Das Urteil aus Luxemburg könne zu einer Reduktion der oft millionenschweren Ablösesummen führen und den Spielern mehr wirtschaftliche Macht geben, sagte Wettbewerbsrechtler Ian Giles von der Anwaltskanzlei Norton Rose Fulbright. "Es kann gut sein, dass Spieler jetzt glauben, dass sie Verträge brechen und bei neuen Klubs unterschreiben können, ohne dass ihr alter Verein sie halten oder hohe Ablösesummen verlangen kann". Vor allem kleinere Vereine leben davon, Spieler groß herauszubringen, um sie teurer weiterzuverkaufen.

In dem vor den EuGH gebrachten Fall geht es um den ehemaligen französischen Nationalspieler Lassana Diarra. Er hatte 2013 bei Lokomotive Moskau einen Vier-Jahres-Vertrag unterschrieben, aber ein Jahr später nach einer Gehaltskürzung gekündigt. Drohende Schadenersatzforderungen und Sanktionen der Fifa schreckten den belgischen Club Charleroi ab, der ihn unter Vertrag nehmen wollte.

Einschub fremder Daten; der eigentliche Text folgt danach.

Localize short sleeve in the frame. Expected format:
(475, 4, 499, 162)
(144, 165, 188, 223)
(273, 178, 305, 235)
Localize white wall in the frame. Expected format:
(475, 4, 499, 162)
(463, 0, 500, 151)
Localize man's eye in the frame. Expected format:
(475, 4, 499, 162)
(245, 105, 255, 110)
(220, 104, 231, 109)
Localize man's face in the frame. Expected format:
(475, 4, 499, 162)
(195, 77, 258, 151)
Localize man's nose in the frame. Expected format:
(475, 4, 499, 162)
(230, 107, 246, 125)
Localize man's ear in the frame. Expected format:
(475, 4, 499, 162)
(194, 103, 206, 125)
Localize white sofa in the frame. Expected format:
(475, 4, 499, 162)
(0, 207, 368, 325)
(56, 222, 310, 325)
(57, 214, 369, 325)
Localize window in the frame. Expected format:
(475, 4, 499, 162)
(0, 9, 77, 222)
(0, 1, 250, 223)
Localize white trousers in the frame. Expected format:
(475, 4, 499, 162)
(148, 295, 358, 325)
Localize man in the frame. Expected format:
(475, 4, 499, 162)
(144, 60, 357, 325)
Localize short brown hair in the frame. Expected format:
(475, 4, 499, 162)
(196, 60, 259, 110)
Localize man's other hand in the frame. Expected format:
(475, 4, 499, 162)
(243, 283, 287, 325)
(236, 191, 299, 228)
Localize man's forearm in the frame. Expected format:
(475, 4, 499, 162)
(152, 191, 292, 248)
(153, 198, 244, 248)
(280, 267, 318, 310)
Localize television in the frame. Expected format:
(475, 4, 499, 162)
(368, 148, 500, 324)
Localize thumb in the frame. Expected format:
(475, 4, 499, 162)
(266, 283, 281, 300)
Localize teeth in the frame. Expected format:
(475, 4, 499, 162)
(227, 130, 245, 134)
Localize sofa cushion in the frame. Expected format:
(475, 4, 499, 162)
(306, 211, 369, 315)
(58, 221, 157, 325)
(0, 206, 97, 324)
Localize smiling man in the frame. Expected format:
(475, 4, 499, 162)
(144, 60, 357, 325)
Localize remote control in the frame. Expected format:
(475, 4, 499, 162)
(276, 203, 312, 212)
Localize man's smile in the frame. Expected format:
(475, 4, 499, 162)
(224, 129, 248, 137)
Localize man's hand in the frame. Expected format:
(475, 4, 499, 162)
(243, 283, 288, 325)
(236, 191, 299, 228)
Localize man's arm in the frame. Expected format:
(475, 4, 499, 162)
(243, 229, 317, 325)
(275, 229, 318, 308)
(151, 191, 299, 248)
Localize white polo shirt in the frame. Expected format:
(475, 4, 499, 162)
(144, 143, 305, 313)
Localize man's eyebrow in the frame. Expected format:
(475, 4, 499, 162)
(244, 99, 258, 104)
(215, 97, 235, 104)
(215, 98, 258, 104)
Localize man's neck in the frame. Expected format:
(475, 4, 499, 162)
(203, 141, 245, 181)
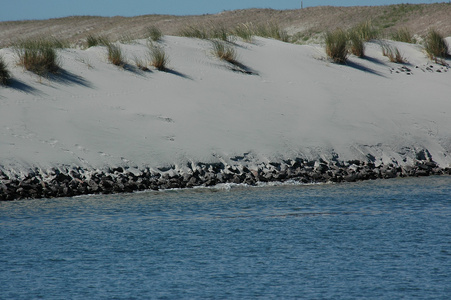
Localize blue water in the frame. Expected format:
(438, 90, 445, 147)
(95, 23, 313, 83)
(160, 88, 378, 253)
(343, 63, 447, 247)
(1, 176, 451, 299)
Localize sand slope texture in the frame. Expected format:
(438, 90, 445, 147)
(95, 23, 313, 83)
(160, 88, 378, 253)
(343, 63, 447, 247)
(0, 36, 450, 197)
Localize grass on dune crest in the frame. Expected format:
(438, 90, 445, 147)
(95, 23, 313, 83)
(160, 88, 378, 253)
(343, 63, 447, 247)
(178, 22, 290, 43)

Letztlich fand Diarra erst ein Jahr später in Frankreich einen neuen Verein. Die Fifa forderte ihn 2015 auf, zehn Millionen Euro Schadenersatz an Moskau zu zahlen. Daraufhin verklagte er seinerseits die Fifa vor einem Gericht im belgischen Mons auf Schadenersatz. Dieses rief den EuGH an. Der heute 39-jährige Diarra beendete seine aktive Laufbahn 2019 bei Paris Saint-Germain.

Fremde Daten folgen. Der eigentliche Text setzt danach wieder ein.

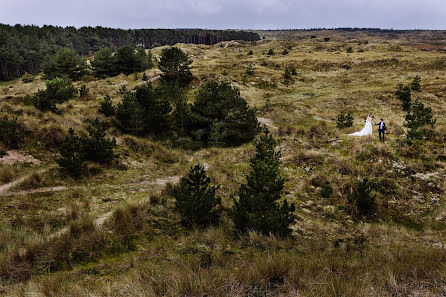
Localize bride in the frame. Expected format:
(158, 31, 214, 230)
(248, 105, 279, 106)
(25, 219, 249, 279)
(348, 114, 373, 136)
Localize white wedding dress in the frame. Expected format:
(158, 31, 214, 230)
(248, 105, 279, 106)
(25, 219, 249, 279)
(348, 116, 373, 136)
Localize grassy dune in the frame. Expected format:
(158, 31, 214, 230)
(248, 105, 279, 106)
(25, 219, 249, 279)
(0, 32, 445, 296)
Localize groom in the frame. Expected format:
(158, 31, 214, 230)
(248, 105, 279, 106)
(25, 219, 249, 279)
(375, 119, 386, 141)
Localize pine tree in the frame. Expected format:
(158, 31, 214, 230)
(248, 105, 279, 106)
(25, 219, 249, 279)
(411, 75, 421, 91)
(115, 45, 140, 75)
(42, 48, 87, 81)
(91, 47, 117, 78)
(405, 99, 436, 141)
(396, 84, 411, 111)
(173, 164, 221, 228)
(57, 128, 87, 178)
(82, 118, 117, 164)
(158, 47, 193, 86)
(98, 94, 115, 117)
(190, 81, 259, 146)
(115, 92, 146, 135)
(233, 128, 295, 236)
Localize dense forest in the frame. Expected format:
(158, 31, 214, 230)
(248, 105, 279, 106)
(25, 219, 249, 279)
(0, 24, 259, 80)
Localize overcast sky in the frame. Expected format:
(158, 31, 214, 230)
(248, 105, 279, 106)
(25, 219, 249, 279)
(2, 0, 446, 30)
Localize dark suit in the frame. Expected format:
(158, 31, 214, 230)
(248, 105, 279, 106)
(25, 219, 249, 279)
(375, 122, 386, 141)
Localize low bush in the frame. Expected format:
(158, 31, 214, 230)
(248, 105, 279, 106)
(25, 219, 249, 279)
(79, 85, 89, 98)
(21, 72, 34, 83)
(30, 77, 78, 113)
(245, 64, 255, 76)
(348, 178, 376, 216)
(0, 115, 22, 148)
(336, 111, 354, 128)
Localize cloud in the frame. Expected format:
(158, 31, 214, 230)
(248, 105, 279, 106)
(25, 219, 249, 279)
(1, 0, 446, 29)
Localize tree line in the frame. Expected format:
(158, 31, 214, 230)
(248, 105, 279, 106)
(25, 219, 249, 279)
(0, 24, 260, 80)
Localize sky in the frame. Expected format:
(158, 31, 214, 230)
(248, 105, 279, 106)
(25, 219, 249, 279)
(1, 0, 446, 30)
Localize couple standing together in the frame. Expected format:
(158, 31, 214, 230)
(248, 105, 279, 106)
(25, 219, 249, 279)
(348, 114, 387, 141)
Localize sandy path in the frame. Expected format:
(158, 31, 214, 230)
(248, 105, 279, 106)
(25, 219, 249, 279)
(257, 117, 278, 130)
(0, 168, 49, 195)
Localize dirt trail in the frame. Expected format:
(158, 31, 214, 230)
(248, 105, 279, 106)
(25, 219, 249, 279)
(257, 117, 278, 130)
(46, 172, 183, 241)
(4, 186, 66, 197)
(0, 168, 47, 195)
(0, 150, 41, 165)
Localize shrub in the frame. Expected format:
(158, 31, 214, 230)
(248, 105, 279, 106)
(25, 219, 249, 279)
(283, 67, 291, 80)
(405, 99, 436, 141)
(267, 49, 275, 56)
(320, 182, 333, 198)
(411, 75, 421, 91)
(83, 118, 117, 164)
(282, 49, 289, 55)
(21, 72, 34, 83)
(233, 128, 295, 236)
(396, 84, 411, 111)
(190, 81, 260, 146)
(31, 77, 78, 112)
(142, 72, 148, 81)
(348, 178, 376, 216)
(346, 47, 353, 53)
(79, 85, 89, 98)
(173, 164, 221, 228)
(324, 37, 331, 42)
(42, 48, 87, 80)
(98, 94, 115, 116)
(290, 66, 297, 76)
(57, 128, 87, 178)
(336, 111, 354, 128)
(158, 47, 193, 86)
(245, 64, 255, 76)
(0, 115, 22, 148)
(248, 50, 254, 55)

1.FC KÖLN LEIDET UNTER GELTENDEN REGELN

Diarras Anwalt Jean-Louis Dupont erklärte, das Urteil werde das Transfersystem ändern. "Die Unantastbarkeit der Fifa ist vorbei", sagte er der Nachrichtenagentur Reuters am Freitag. Die Vereinigung der Fußball-Profis (FIFPRO) begrüßte das Urteil, das "die Landschaft des Profifußballs verändern" werde. Es gehe nun darum, den Schaden für alle Spieler zu reparieren, die Opfer des seit 2001 geltenden Fifa-Transfersystems geworden seien. Die FIFA erklärte dagegen, die Grundsätze des Transfersystems seien durch das Urteil bestätigt worden. In Frage gestellt würden nur zwei Absätze des umfassenden Regelwerks.

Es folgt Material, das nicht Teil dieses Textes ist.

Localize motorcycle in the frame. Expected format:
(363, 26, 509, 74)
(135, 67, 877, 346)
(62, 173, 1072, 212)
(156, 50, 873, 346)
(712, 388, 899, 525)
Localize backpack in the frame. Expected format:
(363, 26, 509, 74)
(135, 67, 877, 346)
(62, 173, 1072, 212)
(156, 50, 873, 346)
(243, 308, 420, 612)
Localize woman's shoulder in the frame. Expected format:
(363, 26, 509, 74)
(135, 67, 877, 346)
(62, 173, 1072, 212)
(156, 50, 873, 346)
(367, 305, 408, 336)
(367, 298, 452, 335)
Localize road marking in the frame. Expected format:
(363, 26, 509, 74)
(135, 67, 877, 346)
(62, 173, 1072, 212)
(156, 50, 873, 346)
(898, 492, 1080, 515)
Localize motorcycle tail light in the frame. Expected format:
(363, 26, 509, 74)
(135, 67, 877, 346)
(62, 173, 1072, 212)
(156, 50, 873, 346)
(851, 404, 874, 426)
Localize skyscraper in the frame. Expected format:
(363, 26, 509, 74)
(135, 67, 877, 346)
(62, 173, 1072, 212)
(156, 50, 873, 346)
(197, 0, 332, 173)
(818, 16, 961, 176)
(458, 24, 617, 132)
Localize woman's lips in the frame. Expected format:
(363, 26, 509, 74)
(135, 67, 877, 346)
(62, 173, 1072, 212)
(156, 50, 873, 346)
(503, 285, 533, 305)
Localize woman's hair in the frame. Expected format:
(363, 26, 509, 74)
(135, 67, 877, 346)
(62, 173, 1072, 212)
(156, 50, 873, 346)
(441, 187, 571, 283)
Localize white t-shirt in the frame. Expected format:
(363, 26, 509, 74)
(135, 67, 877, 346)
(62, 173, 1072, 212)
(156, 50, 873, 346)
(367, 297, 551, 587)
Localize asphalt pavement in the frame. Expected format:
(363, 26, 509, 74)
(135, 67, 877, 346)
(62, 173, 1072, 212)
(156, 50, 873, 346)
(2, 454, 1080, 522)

Die strengen Transferregeln für vertragsbrüchige Spieler bekommt in Deutschland derzeit der 1. FC Köln zu spüren. Der Zweitligist hatte 2022 einen Juniorenspieler aus Slowenien verpflichtet, nachdem dessen Mutter einen Tag zuvor den Vertrag mit seinem bisherigen Verein gekündigt hatte. Die Kölner konnten nicht nachweisen, dass sie den Spieler nicht dazu angestiftet hatten, und dürfen deshalb nun ein Jahr lang keine neuen Spieler verpflichten.

(Bericht von Tassilo Hummel, Julien Pretot und Alexander Hübner redigiert von Olaf Brenner. Bei Rückfragen wenden Sie sich bitte an unsere Redaktion unter berlin.newsroom@thomsonreuters.com (für Politik und Konjunktur) oder frankfurt.newsroom@thomsonreuters.com (für Unternehmen und Märkte).)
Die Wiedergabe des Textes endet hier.